Helton began his work with refugees in 1982, when he joined the Lawyers Committee for Human Rights in New York. He created a much-replicated program under which lawyers from some of the most prestigious firms in the United States provided free help to poor refugees in their quest for asylum. The program Helton started now represents more than 1,000 asylum seekers each year, winning more than 90 percent of its cases. During his first year at the Lawyers Committee, Helton secured the release of some 2,000 fugitives from Haiti held in Florida after convincing a federal judge that he would find volunteer lawyers to represent them at formal asylum hearings.
In 1994, Helton founded and then directed the Forced Migration Projects at the Open Society Institute.
Helton was widely respected in the human rights community.
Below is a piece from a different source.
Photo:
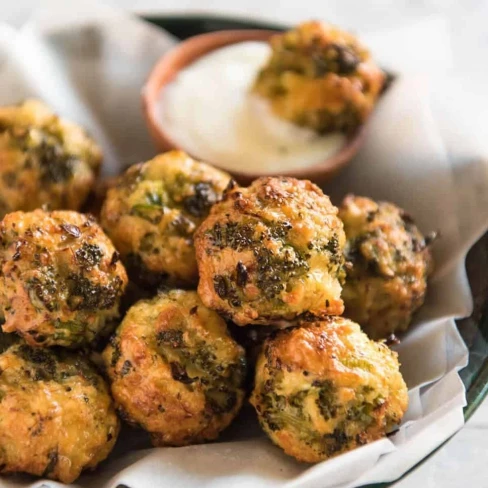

His last book The Price of Indifference - Refugees and Humanitarian Action in the New Century] both compiles copious data on refugee-inducing conflicts, and makes major policy recommendations. It won praise from Kofi Annan as "highly original" and "ambitious". Kenneth Bacon, the president of Refugees International, called it "required reading". Human Right Watch lauded his "hard-nosed and persuasive advocacy". Helton was not just an analyst; he took action. The head of the Lawyers Committee, Michael Posner, said "...Arthur was legendarily hard working and tenacious....Refugees around the world have lost ...one of their leading lights."
Helton was an adjunct professor at Columbia University and is survived by his wife, Jacqueline D. Gilbert, his mother, Marjorie Helton of Florida, and a sister, Pamela H. Krause of Virginia.